Novels are tricky. Is upbeat artificial? Is dystopian faithless? Are plot line and characterization exclusive? Robert D. Kaplan’s new book, The Revenge of Geography, hints at the link between realistic characters and complex scenarios:
Geography is common sense, but it is not fate. Individual choice operates within a certain geographical and historical context, which affects decisions but leaves many possibilities open. The French philosopher Raymond Aron captured this spirit with his notion of “probabilistic determinism,” which leaves ample room for human agency. But before geography can be overcome, it must be respected. Our own foreign-policy elites are too enamored of beautiful ideas and too dismissive of physical facts-on-the-ground and the cultural differences that emanate from them. Successfully navigating today’s world demands that we focus first on constraints, and that means paying attention to maps. Only then can noble solutions follow (from The Wall Street Journal, 9/8/12; italics mine).

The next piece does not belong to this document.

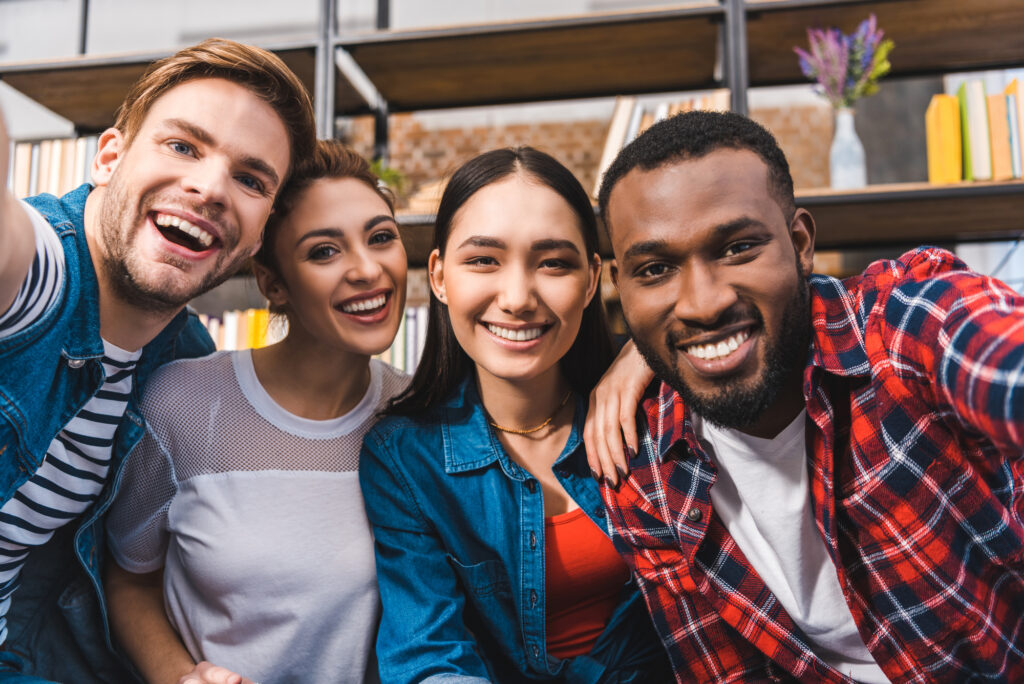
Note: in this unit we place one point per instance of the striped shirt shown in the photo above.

In Unseduced and Unshaken, Rosalie de Rosset points to the realistic characterization of Jane Eyre and Elizabeth Bennet. “These women do not betray their convictions; they are not sentimentalists. [They] are ‘formidably self-possessed young women with detailed moral sensibilities’ who take themselves and are taken seriously. They don’t just respond; they decide what to do with their lives, every part of them” (from page 153).
The ultimate formula fiction: realistic geography + human agency = noble solutions.